Speaking with Lenny, it’s apparent that he’s got a soft spot in his heart for kids, whether it’s his own kids or yours.
“When I’m doing my motivational speaking,” he says, “I don’t care if it’s ten, twenty, thirty years from now, if there’s one kid out of a million that I’ve spoken to, if I get through to one kid, I did my job.”
He comes to Cape Beverage after having worked for another South Jersey distributor. After his career in basketball, delivering beer was one of the first jobs Lenny ever had, and he truly enjoys it. So when he saw the opening at Cape Beverage, he didn’t hesitate to apply.

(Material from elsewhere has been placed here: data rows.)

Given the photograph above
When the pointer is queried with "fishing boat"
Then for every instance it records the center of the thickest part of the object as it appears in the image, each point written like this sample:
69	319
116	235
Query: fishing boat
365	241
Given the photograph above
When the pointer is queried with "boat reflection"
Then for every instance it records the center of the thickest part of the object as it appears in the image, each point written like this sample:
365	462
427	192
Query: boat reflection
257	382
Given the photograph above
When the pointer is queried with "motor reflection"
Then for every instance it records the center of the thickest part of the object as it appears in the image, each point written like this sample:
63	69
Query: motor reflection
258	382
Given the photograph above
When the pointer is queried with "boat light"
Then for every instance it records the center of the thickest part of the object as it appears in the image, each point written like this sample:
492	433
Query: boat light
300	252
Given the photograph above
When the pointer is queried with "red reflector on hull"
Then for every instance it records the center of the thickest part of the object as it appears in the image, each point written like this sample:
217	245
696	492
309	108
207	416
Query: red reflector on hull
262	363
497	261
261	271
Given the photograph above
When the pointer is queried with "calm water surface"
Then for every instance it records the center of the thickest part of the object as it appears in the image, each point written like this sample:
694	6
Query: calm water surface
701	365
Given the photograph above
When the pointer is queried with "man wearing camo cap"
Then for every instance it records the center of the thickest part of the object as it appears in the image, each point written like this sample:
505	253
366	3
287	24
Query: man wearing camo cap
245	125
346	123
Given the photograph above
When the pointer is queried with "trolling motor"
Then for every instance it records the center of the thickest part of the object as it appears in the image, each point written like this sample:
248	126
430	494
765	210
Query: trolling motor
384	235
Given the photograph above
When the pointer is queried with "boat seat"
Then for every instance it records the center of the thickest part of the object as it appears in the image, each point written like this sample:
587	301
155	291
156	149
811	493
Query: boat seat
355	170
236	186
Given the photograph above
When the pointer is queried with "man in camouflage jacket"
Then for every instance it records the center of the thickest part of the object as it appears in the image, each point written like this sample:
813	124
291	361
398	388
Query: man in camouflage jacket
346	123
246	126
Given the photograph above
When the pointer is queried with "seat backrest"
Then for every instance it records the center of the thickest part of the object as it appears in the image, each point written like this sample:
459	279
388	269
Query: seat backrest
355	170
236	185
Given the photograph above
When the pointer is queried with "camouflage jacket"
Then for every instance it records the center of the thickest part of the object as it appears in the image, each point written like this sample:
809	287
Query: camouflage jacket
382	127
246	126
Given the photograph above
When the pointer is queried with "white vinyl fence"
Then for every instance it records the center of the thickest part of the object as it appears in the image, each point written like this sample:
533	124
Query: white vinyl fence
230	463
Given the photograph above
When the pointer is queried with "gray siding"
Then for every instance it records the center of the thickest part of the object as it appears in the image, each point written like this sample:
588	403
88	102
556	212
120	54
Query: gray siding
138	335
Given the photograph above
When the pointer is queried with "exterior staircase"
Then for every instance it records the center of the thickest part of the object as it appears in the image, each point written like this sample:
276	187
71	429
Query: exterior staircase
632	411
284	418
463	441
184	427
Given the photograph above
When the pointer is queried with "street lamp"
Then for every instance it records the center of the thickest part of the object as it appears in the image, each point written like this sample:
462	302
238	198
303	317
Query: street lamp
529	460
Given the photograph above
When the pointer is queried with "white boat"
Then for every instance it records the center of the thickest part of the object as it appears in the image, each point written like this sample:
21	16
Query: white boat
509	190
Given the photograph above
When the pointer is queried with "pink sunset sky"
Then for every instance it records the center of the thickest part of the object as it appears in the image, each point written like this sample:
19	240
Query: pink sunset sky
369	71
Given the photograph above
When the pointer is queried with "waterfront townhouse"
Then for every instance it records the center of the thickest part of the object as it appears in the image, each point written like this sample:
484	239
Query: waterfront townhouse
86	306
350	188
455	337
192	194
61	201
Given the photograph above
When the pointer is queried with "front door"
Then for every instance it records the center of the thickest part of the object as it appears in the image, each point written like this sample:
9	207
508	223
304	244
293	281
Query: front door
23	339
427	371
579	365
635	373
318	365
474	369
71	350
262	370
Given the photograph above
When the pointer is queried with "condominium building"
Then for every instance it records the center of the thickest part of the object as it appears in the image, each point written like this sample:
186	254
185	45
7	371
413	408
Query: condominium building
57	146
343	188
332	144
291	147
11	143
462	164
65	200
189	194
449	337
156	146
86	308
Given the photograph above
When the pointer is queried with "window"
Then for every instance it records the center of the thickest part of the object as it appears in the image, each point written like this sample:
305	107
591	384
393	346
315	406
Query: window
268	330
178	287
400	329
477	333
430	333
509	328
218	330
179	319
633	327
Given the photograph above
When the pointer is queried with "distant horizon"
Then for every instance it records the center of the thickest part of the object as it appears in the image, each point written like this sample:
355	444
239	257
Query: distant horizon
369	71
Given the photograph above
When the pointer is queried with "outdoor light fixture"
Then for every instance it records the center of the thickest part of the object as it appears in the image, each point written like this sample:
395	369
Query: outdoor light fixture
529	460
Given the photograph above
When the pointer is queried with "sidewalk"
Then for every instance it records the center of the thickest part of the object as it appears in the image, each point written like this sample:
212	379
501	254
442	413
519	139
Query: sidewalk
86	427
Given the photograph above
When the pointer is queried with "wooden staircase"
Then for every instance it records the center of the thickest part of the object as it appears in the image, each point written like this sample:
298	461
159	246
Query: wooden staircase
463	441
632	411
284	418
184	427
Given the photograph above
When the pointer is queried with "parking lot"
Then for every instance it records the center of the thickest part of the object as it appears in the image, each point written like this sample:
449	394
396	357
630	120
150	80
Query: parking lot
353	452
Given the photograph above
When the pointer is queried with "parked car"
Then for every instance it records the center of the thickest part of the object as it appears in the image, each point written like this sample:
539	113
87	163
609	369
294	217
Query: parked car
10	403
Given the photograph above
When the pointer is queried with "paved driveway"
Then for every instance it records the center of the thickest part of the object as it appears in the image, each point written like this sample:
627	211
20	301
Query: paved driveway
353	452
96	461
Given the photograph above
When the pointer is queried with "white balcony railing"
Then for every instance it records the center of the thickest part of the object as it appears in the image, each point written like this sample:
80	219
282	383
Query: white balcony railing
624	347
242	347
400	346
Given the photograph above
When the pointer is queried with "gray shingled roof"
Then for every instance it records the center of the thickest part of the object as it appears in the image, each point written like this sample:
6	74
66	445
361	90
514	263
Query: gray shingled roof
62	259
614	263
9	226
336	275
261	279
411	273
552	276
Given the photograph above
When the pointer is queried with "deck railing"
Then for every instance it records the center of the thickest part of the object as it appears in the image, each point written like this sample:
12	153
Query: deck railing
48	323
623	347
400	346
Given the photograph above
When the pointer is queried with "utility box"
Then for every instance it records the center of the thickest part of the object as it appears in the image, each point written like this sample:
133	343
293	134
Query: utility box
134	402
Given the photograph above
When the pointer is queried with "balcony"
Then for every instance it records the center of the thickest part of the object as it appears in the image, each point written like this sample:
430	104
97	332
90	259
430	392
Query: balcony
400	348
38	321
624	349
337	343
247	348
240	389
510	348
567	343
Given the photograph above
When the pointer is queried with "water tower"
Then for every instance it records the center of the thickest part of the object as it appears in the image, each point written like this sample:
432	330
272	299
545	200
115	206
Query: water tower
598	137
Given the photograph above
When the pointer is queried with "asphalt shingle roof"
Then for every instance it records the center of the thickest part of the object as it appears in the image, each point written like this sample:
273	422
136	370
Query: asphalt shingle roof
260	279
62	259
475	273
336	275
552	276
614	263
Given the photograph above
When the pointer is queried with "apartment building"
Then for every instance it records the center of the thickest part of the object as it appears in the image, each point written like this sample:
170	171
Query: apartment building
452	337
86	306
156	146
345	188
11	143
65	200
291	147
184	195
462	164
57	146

“I’m a people person,” he says. “I get along with customers; I like meeting new people. I can be in the streets and somebody might be like, ‘Oh, that’s Lenny Cooke!’ or whatever, but I take pride in my job. I was one of the best at my previous job — they always complimented me on my work — and it just transferred over to Cape Beverage. I like doing it. I like being out on the road.”
But a lifetime spent being a fierce competitor hasn’t simply fallen by the wayside for Lenny: he continues to look at his job as a competition.

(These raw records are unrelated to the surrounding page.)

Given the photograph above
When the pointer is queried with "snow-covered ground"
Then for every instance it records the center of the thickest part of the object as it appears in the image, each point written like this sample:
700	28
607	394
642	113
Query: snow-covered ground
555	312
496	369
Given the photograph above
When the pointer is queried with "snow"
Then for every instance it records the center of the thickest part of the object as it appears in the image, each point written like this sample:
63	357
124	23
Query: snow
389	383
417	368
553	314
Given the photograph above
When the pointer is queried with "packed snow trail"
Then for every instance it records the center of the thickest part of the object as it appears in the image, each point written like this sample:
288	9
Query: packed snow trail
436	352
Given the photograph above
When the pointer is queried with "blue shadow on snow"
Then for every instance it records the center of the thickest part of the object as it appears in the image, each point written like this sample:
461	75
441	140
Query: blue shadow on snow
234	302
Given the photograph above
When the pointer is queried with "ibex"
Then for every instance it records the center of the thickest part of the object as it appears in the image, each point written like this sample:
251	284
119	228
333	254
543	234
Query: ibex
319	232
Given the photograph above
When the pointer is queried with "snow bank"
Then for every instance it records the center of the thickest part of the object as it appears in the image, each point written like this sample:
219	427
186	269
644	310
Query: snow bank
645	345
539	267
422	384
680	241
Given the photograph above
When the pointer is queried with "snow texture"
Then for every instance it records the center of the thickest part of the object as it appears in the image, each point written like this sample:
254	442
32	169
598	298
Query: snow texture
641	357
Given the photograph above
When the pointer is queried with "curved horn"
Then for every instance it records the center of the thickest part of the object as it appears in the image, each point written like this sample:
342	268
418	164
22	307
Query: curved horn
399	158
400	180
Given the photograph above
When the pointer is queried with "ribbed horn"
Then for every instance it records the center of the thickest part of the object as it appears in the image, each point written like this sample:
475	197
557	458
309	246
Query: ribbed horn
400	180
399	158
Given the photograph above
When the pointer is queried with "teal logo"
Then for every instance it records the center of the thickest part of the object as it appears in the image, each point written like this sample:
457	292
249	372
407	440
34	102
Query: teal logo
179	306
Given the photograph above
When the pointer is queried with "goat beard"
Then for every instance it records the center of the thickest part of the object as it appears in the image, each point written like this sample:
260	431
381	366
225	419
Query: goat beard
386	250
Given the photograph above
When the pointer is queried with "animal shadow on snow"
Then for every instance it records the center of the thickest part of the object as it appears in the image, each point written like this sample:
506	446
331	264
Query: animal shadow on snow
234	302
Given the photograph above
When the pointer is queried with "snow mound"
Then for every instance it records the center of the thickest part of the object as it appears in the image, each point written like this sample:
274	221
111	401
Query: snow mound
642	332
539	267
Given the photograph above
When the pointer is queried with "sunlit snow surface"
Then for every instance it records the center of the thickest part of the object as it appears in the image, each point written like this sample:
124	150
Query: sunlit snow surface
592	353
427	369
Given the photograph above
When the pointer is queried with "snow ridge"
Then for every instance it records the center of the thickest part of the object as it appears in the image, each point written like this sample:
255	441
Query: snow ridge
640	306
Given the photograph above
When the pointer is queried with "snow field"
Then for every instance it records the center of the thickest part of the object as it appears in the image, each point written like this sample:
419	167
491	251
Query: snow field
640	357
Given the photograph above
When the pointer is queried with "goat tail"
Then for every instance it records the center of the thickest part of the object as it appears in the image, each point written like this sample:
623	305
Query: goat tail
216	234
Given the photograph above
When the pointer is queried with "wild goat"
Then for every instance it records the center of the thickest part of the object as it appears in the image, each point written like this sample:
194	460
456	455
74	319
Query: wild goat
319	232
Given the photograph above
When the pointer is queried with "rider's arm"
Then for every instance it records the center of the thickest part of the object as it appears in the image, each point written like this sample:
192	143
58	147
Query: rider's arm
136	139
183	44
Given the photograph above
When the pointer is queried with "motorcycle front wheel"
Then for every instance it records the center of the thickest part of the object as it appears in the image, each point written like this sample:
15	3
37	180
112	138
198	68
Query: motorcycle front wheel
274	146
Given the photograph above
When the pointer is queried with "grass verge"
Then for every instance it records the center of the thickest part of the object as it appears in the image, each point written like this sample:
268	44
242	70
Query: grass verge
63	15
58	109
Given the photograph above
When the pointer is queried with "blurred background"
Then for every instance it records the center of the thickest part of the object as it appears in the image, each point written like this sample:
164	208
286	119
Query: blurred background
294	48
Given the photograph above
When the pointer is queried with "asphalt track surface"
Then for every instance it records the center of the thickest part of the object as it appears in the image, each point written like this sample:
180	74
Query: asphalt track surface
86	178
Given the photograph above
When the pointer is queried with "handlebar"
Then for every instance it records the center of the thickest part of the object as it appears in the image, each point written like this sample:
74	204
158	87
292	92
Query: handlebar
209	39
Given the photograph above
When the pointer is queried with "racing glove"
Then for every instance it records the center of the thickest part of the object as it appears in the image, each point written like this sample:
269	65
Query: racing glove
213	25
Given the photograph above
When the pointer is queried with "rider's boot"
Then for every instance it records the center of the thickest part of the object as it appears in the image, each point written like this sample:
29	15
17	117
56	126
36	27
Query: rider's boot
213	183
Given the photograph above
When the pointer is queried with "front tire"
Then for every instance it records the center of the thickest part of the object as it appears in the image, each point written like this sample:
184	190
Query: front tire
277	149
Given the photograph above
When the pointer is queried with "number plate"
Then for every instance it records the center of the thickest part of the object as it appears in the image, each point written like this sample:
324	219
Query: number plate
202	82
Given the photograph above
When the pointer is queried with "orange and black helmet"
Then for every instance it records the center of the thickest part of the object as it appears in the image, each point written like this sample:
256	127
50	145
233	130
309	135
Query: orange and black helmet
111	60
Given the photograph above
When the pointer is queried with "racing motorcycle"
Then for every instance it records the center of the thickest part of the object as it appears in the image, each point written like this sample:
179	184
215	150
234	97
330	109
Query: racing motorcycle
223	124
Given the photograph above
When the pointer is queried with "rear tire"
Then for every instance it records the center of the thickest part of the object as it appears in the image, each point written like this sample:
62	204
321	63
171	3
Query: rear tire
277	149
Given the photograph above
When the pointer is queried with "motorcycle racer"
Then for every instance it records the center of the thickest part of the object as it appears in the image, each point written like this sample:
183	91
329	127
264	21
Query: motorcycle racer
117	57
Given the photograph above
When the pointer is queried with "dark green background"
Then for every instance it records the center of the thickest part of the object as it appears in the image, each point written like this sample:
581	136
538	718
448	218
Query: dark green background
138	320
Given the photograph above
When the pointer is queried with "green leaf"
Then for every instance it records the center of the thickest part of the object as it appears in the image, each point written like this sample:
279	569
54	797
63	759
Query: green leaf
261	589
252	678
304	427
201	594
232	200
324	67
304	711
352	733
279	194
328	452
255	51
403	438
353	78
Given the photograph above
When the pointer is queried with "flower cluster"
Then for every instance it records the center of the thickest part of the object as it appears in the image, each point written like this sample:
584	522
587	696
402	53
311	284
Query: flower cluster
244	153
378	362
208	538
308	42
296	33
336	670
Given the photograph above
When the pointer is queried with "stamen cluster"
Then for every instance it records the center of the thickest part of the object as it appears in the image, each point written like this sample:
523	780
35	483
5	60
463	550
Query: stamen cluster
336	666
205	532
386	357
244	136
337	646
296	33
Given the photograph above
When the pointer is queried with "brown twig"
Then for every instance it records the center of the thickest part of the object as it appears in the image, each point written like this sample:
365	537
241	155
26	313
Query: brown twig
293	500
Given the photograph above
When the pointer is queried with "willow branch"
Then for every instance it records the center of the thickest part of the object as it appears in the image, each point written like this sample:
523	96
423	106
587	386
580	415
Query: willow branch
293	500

“When I leave, I always try to be the first one back,” he says. “I got my job done, I went out, I don’t care where I’m located, I’m gonna be done before everybody else. And it looks good on me to the people in the front office.”

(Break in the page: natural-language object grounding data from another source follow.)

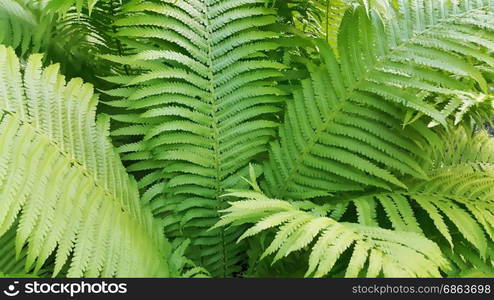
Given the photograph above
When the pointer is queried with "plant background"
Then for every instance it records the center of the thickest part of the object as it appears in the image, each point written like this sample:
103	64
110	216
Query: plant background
246	138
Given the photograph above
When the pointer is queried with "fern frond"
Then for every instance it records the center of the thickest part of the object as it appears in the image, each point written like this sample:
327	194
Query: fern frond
61	180
201	105
343	131
457	198
374	251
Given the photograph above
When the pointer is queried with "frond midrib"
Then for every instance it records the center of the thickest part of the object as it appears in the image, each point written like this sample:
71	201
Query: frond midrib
74	163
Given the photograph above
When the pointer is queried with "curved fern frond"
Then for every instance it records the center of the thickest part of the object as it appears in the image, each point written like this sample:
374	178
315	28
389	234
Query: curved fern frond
21	28
457	199
343	129
63	183
374	251
201	106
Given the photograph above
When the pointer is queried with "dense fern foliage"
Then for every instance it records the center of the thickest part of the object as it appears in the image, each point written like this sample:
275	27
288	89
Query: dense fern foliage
319	138
203	107
60	174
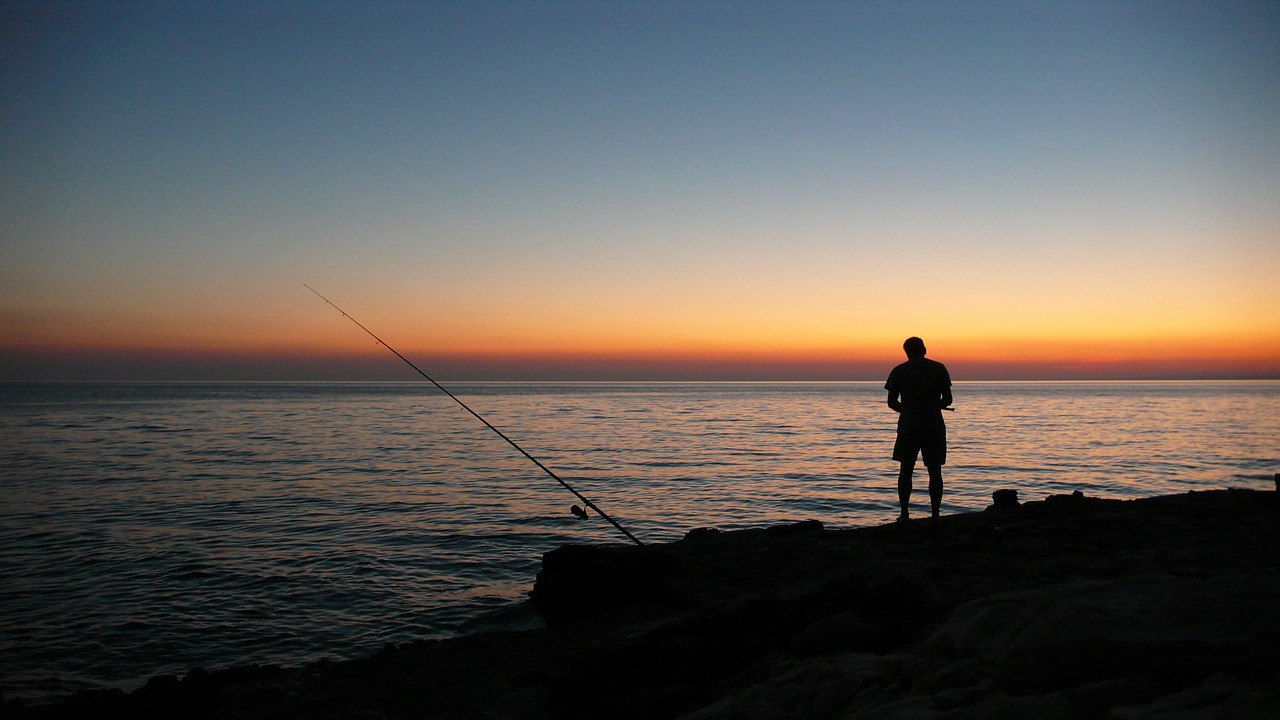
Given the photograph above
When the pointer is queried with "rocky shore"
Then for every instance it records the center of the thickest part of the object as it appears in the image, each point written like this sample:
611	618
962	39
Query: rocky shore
1065	607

He’s looking forward to growing with the company.
“I’m gonna show my dedication and that I’m a hard worker,” he says. “I just want to have the same opportunities everyone else has, to move up within the company.”
And he’s loving his time at Cape Beverage thus far.
“The people are kind, generous,” he says. “I get along with all of my teammates. We’ve got great relationships when we’re at the site in Egg Harbor Township. We have good times when we’ve got some downtime. We’ve got a great group of guys and we get the product out.”
Lenny is definitely enjoying what’s left of The Bog.
“I like that cranberry flavor. It’s a great cranberry taste that you can mix with a little vodka,” he laughs.
While Lenny has lived a more interesting life than just about anyone we’ve ever covered, it’s obvious to us that he hasn’t let the choices he made as a younger man affect who he’s become. He loves his life, he loves his work, he loves his kids, and he’s back in South Jersey for the long haul.
“I’m here for the children and here for the community,” he says. “Whatever I can do to make our community better, I’m all for it.”
We’re proud to have Lenny Cooke on our team.
Be sure to say hello when you see him in the field!